There will be dark days, but there will be bright days too.

I see the things that go on in your mind. I know the irrational thoughts rushing through your head. You cry when you cannot buckle your own seat belt like you could yesterday. I see that it’s not about the seat belt at all. It’s a fear of failure. When you melt down in your sports practice, I see your embarrassment. The “tantrum” you’re throwing isn’t about the exercise you didn’t complete. It’s about not measuring up.

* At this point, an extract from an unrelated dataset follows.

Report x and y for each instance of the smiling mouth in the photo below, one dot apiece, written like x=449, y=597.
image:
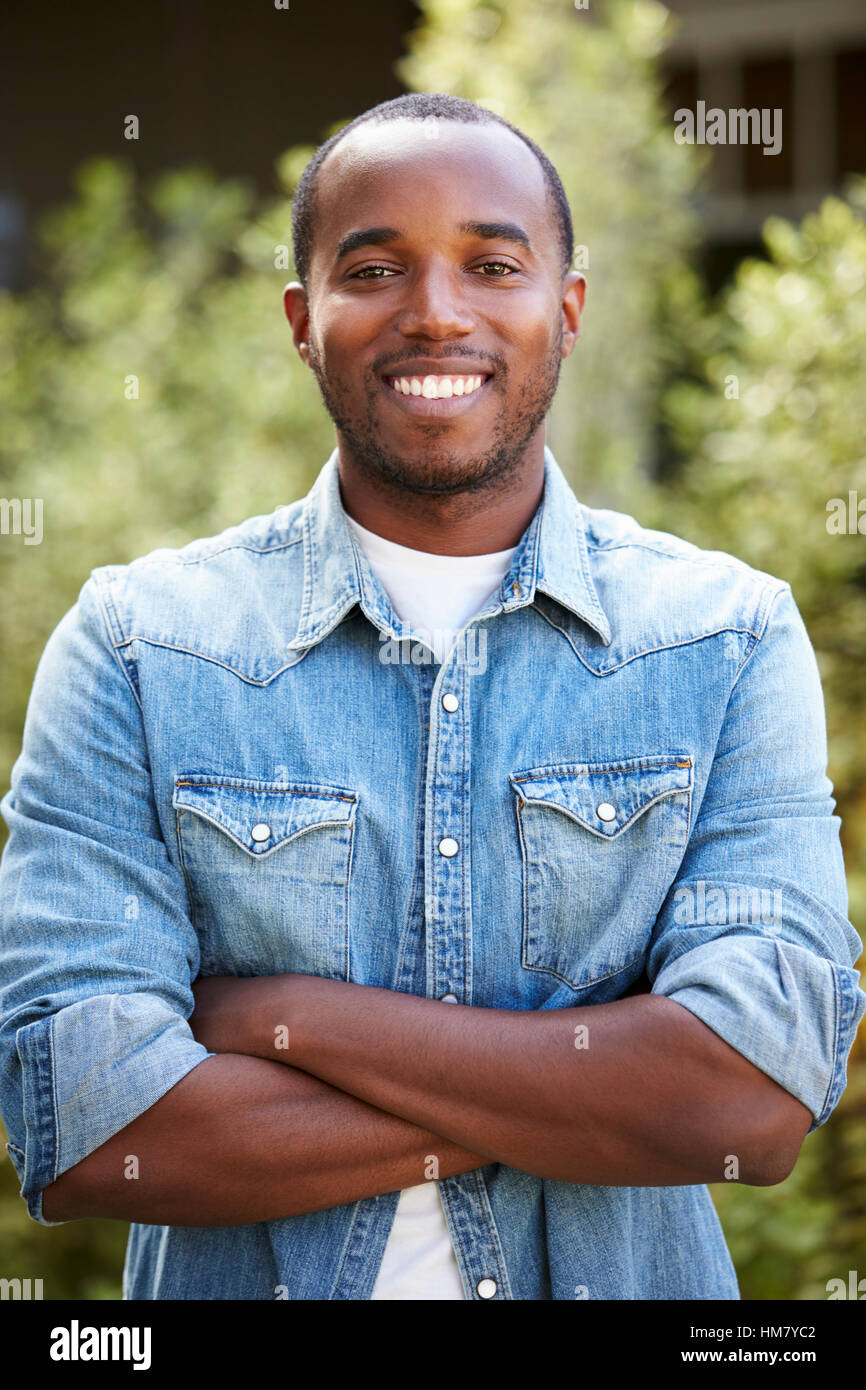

I see you chewing on your jacket as we wait to talk to your teacher after school. You chew on your clothes. When I was your age, I chewed on my hair or bit my nails. I would do it without notice until a parent or teacher got on to me, and I would stop for as long as I could remember not to. You’re not chewing on your jacket because it’s a bad habit and you’re choosing to be defiant; the chewing on your jacket is an outward expression of the anxiety bubbling up inside you that you aren’t able to understand or name. You don’t even realize your brain is wired differently than others’.

I see your struggles, your fears, your deepest insecurities behind your behaviors. I know you can’t explain it, but we both know it’s there. And I will love you through it.

Your anxiety can drive you forward. It comes with its challenges, but it is also an extremely motivating factor to achieve great things. You are so smart. If you weren’t ridiculously intelligent, you wouldn’t be able to analyze all of the pieces of your environment that cause your anxiety. You have a big heart. You care, and you care deeply. I don’t know what you will do yet, but I do know you will change the world.